The following is adapted from my upcoming book, "Stop Trading, Start Investing" (due out in July, 2015):
With only a handful of possible exceptions, the greatest fortunes ever made in the stock market were not made by quick-turn traders. They were made by long-term investors. For every trader who manages to build a retirement nest egg from trading (good luck with that!), there are a hundred thousand stock market millionaires, and a thousand stock market billionaires. None of them made their fortunes by trading the markets. Rather, they earned their fortunes by investing in the markets.
Consider the following examples:
Until his retirement in 2003, Ralph Wagner ran the Acorn Fund which achieved an annualized return since its 1977 inception of 16.3%. Wagner’s investment philosophy is simple: find a stable, long-term trend in the economy and invest in the best companies serving that trend. His value-driven thesis-centered investing style worked very well. If you had invested just $10,000 with Wagner back in 1977, you would have had nearly $600,000 to your name by the time he retired.

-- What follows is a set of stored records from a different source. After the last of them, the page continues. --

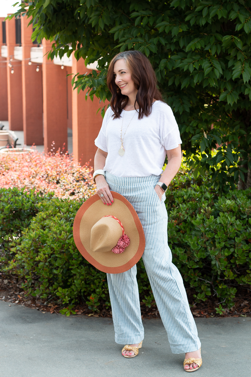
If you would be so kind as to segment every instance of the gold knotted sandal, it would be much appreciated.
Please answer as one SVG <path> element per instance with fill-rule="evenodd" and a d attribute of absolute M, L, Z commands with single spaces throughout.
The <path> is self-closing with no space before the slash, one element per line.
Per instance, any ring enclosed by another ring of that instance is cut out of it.
<path fill-rule="evenodd" d="M 201 351 L 201 348 L 199 349 L 200 351 Z M 197 364 L 198 366 L 196 368 L 193 368 L 193 369 L 185 369 L 185 365 L 186 364 L 192 364 L 193 363 L 195 363 L 195 364 Z M 189 359 L 185 359 L 184 360 L 184 362 L 183 363 L 183 365 L 184 367 L 184 370 L 186 372 L 195 372 L 196 371 L 197 369 L 199 369 L 200 368 L 201 366 L 202 365 L 202 359 L 194 359 L 193 357 L 189 357 Z"/>
<path fill-rule="evenodd" d="M 133 351 L 134 352 L 134 354 L 133 356 L 127 356 L 127 355 L 123 355 L 122 354 L 122 356 L 123 356 L 124 357 L 127 357 L 128 359 L 131 359 L 131 357 L 135 357 L 138 354 L 139 348 L 141 348 L 142 347 L 143 342 L 143 341 L 141 340 L 140 343 L 139 343 L 138 347 L 131 347 L 131 346 L 128 346 L 128 344 L 126 344 L 123 348 L 121 352 L 123 352 L 125 351 Z"/>

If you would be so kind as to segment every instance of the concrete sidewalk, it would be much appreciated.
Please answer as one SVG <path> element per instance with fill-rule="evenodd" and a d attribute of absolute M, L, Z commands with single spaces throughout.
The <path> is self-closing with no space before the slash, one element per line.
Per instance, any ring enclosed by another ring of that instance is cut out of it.
<path fill-rule="evenodd" d="M 203 364 L 198 377 L 251 377 L 251 318 L 198 318 Z M 1 377 L 184 377 L 159 319 L 144 320 L 139 355 L 121 355 L 112 320 L 66 317 L 0 302 Z"/>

One of my investment heroes is Sir John Templeton, founder of the funds family that bears his name. Templeton got his start in 1939 by putting $10,000 into some of the cheapest stocks on the New York Stock Exchange. He held everything for four years. During that time a number of the companies he bought went bankrupt. But the rest didn’t. His original stake had doubled twice. With his $40,000 portfolio, he then took a more disciplined, value-oriented approach, eventually turning his assets into $300 million by 1954, then several billion before he retired in 1992. Money Magazine called Templeton “the greatest global stock picker of the century.” Queen Elizabeth II knighted Sir John for his many philanthropic endeavors. Today, in the wake of his passing in 2008, his legacy is the charitable work of his foundation which seeks to support Templeton’s Christian commitment to world peace and spiritual learning.
Many of you would have heard of Peter Lynch, author of the best-selling book, One Up on Wall Street. Lynch began his investing career as an analyst for Fidelity Investments. In 1977 his skills as a stock picker were recognized and he was given management of a new fund called “Magellan.” By the time Lynch handed over the reins of Magellan just 13 years later, he had transformed it into the most successful mutual fund of all time. He grew assets under management to $14 billion by achieving an unheard of annual return of 29%! His secret? Lynch only invested for the long run; he paid little attention to short-term market fluctuations, or the inevitable headwinds in the companies he liked.
One of the longest and most successful careers on Wall Street belongs to Philip Fisher. He began his own investments firm, Fisher & Company, back in 1931 near the bottom of the Great Depression’s market crash. Fisher sat the helm for 68 years until his retired at age 91. Fisher’s investing methodology was simple: he liked to find innovative companies with strong growth potential that were trading at attractive prices. Once he found what he was looking for, he bought in and held for years, sometimes decades. His longest hold was a position in Motorola which he bought in 1955 which he held until his death in 2004! Fisher famously said, “I don’t want a lot of good investments; I want a few outstanding ones.” Had you been fortuitous enough to have invested $10,000 with Fisher & Co. in its inaugural year, at his retirement you would have been able to cash in an amazing $38 million!
Of course, the greatest stock market fortune of all time was built by the greatest investor of all time, Warren Buffett. Buffett just celebrated fifty years at the helm of Berkshire Hathaway, the investment company he bought back in 1965. Buffett learned his investment style from his former professor at Columbia University, the financial economist, Benjamin Graham. Graham taught an investment methodology that sought to buy companies with higher “intrinsic value” (what the company was actually worth) than its current market price. This “margin of safety,” as he called it, is what makes a company worthy of investment over the long term. Buffett took this methodology to a whole new level. In fact, Buffett was so successful at implementing Graham’s “buy quality companies cheap” strategy, if you had invested $10,000 when he first took over Berkshire Hathaway, you would be sitting on a fortune of over $50 million today!
So what is the moral of this story? STOP TRADING!
Let me be more specific. Stop trading as an end in itself. Stop jumping in and out of companies you know nothing about. Stop basing your buy and sell decisions exclusively on price action. Strop fretting over every rise and fall of your account balance. There is a better way. This book will teach you that way.